De vez en cuando acudo a comer en un centro comercial que tiene un food court bastante grande. Se ubica en una zona de corporativos con una alta afluencia de oficinistas a la hora de la comida, que suelen abarrotar los locales de ensaladas. Los demás locales, aunque no pueden quejarse por los ríos de hambrientos empleados que se dan cita a la hora sagrada, se conforman con aquellos comensales que resulten atrapados por las pizarras de sus menús, las charolitas de degustaciones (en los locales de comida china) y las atentas invitaciones de quienes atienden para que prueben sus platillos.
Sin embargo, existe un local en especial que a simple vista no conquista por su decoración o popularidad, pero que sin duda, destaca por la entusiasta labor de su dueño, que intercepta a todo aquel que pasa frente a su negocio para ofrecerle un saludo cordial, una sonrisa y una apasionada descripción del menú del día, que además y según el propio propietario de origen italiano, es elaborado en un 90 por ciento con alimentos orgánicos, pues el 10 por ciento restante corresponde a alimentos que no cultiva o no consigue en granjas.
La primera vez que me interceptó con su cortés oferta, me disculpe explicándole que en ese momento estaba con antojo de comida asiática. La segunda vez, también elegí otra opción, pero ante la amable insistencia le ofrecí probar sus platillos durante mi tercera visita.
El día llegó y no me arrepentí. No me cautivó el hecho de que la comida fuera orgánica, sino su presentación, sabor casero y originalidad, algo que no se veía a simple vista. Pero la venta, honestamente la cerró la labor de convencimiento del dueño del local. Su pasión por el servicio y lo que hace, me impidió recordar que ese día yo tenía antojo de sushi.
Durante mi siguiente visita al peculiar local de comida orgánica italiana, el propietario me contó que mucha gente que había decidido darle una oportunidad al probarlo, ahora regresaba casi todos los días, y que siempre los recibía de la misma manera, cortés y familiar. Es importante aclarar que él siempre está del lado del pasillo, es decir, afuera de su local para atraer a la gente, estrechar su mano y mostrarle con ímpetu el menú de cada día sobre la barra.
Eso me dejó meditando. Pensé en cómo ese local pequeño y prácticamente desconocido, rodeado de decenas de reconocidas franquicias, logra tal fidelidad sin tener que bajar sus precios por debajo de los locales de marcas conocidas.
Me puso a pensar también en cómo grandes marcas de diversas industrias que no ofrecen un valor agregado o un gran diferenciador, no enfocan sus esfuerzos en competir con lo único que es imposible de igualar: el servicio al cliente.

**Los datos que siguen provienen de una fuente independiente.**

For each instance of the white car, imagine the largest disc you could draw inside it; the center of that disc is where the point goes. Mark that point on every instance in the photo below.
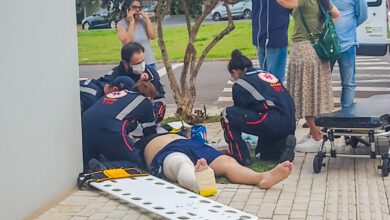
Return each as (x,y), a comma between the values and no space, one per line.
(372,34)
(242,9)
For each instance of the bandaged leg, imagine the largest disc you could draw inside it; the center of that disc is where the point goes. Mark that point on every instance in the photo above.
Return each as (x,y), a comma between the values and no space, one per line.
(178,167)
(199,178)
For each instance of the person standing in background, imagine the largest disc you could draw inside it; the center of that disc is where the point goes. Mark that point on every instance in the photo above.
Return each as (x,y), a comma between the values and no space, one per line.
(270,20)
(309,79)
(352,14)
(136,26)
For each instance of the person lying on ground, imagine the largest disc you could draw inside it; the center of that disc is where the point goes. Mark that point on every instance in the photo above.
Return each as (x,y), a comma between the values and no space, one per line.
(179,159)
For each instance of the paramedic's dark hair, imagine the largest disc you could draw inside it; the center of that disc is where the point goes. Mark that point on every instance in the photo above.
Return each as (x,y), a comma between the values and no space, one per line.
(238,61)
(146,88)
(129,49)
(126,6)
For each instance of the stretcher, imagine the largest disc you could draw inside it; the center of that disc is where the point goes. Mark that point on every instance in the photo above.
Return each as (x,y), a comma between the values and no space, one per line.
(366,120)
(158,196)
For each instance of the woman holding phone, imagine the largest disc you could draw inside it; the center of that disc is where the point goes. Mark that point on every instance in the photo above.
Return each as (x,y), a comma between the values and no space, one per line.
(136,26)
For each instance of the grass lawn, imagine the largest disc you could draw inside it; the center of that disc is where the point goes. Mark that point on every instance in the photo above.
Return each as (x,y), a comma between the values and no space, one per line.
(103,45)
(258,165)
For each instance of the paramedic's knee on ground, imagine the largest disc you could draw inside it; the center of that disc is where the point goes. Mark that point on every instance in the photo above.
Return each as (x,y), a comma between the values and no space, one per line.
(178,167)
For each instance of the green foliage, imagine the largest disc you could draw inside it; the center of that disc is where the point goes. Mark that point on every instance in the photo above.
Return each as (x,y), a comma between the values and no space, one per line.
(114,8)
(104,46)
(258,166)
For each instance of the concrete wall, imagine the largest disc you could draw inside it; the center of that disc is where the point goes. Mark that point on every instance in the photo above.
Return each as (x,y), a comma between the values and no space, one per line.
(40,132)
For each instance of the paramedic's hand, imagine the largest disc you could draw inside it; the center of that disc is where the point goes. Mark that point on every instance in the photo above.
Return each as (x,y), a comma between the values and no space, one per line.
(144,76)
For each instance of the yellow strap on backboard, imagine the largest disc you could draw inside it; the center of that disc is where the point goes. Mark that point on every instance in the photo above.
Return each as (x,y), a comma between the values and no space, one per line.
(116,173)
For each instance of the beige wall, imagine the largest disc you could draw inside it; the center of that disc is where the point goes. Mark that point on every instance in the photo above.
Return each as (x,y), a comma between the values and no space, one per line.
(40,137)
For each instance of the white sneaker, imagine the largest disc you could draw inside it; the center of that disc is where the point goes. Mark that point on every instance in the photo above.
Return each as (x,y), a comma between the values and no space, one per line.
(309,146)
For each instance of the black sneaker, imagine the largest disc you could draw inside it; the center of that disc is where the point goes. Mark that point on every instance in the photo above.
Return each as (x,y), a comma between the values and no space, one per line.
(288,152)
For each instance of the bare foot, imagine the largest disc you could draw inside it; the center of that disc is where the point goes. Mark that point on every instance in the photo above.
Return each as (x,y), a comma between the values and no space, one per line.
(201,165)
(277,174)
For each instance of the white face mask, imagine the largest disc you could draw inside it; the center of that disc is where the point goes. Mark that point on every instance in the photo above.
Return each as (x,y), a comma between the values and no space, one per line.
(139,68)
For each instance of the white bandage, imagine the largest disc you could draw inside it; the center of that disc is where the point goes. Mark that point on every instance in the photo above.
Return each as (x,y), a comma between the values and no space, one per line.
(179,167)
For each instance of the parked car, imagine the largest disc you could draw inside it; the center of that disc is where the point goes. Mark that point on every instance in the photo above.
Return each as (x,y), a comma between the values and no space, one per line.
(99,19)
(242,9)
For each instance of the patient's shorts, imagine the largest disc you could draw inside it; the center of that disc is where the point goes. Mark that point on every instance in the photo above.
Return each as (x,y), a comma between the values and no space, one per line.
(193,149)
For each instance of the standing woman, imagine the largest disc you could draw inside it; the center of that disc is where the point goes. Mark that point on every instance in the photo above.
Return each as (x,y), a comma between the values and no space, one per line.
(136,26)
(310,78)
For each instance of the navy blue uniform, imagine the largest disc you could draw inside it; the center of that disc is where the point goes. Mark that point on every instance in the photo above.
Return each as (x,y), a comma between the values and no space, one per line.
(262,107)
(90,92)
(114,124)
(154,78)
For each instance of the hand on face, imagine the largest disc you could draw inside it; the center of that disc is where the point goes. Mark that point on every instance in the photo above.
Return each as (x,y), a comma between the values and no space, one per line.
(130,15)
(144,76)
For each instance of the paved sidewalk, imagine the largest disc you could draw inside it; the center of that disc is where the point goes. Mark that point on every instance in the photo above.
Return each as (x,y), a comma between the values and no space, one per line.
(345,189)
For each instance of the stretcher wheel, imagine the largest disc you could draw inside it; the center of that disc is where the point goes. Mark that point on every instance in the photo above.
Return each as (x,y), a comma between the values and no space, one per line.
(317,162)
(385,167)
(352,141)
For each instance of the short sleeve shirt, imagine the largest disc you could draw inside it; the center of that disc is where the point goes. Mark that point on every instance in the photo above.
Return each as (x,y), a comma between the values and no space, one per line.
(312,14)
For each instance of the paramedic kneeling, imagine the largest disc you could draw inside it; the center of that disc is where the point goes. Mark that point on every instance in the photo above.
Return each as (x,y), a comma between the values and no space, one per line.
(179,159)
(113,125)
(91,90)
(262,107)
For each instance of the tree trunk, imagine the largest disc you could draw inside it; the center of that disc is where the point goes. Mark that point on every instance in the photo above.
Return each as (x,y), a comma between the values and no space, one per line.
(185,94)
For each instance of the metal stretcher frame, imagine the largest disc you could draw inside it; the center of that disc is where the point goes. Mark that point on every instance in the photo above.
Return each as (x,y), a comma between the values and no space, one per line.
(368,118)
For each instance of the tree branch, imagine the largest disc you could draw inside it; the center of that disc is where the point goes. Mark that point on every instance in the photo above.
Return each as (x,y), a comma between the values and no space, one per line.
(209,5)
(187,15)
(217,38)
(177,95)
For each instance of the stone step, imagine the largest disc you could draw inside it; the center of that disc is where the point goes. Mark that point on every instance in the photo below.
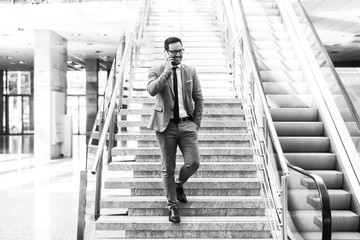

Repasé esos casos que todos conocemos de los bancos, que lejos de facilitarnos la vida con un servicio personalizado, honesto y eficaz, se convierten en verdaderas pesadillas con llamadas constantes y a deshoras, letanías repetitivas y sorpresivos cargos por seguros que nunca contratamos y ahora tenemos que intentar cancelar.
Una experiencia similar es la que vivimos con los proveedores de servicios de telefonía celular, internet o televisión por cable, por citar a algunos. ¿Cuánto vale tener un vendedor como el propietario del local de comida casera italiana? ¿Cuántos clientes leales podrían obtener muchas grandes compañías si se enfocaran más en el servicio, que en desarrollar nuevos productos para incrementar su ticket promedio? ¿Qué tan factible es que dejen de ser un mal necesario para convertirse en los proveedores a quienes paguemos y recomendemos con gusto?